Marie Stopes issued a statement saying they would comply with any changes in law.
However, the organization is known for flouting local statutes and for its aggressive tactics against any opposition. The Zambian government banned the group last year after it was discovered they had committed at least 490 illegal abortions under Zambian law. At about the same time, MSI threatened to file a massive lawsuit against a tiny crisis pregnancy center in Britain that was offering material assistance to pregnant mothers.
Liam Gibson, the development officer for the Society for the Protection of Unborn Children, said the opening of the Marie Stopes facility in Belfast forced the hand of the Assembly. MSI, Gibson said, has long been in the lead of an international campaign to extend the UK’s Abortion Act into Northern Ireland.

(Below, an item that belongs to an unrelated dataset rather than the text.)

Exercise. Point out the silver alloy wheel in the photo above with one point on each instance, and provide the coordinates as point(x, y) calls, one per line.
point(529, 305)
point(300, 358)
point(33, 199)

When questioned before the Assembly’s Justice Committee in January, Marie Stopes representatives claimed that there was no legal barrier for them to provide early term “medical” or chemical abortions up to 18 or even 24 weeks gestations. They admitted to the committee that the central location of the new facility was chosen to facilitate clients travelling from the Republic of Ireland to have abortions in Northern Ireland.
“At the same time they made it clear that MSI simply would not tolerate any official oversight of its activities by the government authorities in Northern Ireland. That is a position which the Assembly can't allow to continue and made the introduction of new legislation inevitable,” Gibson said.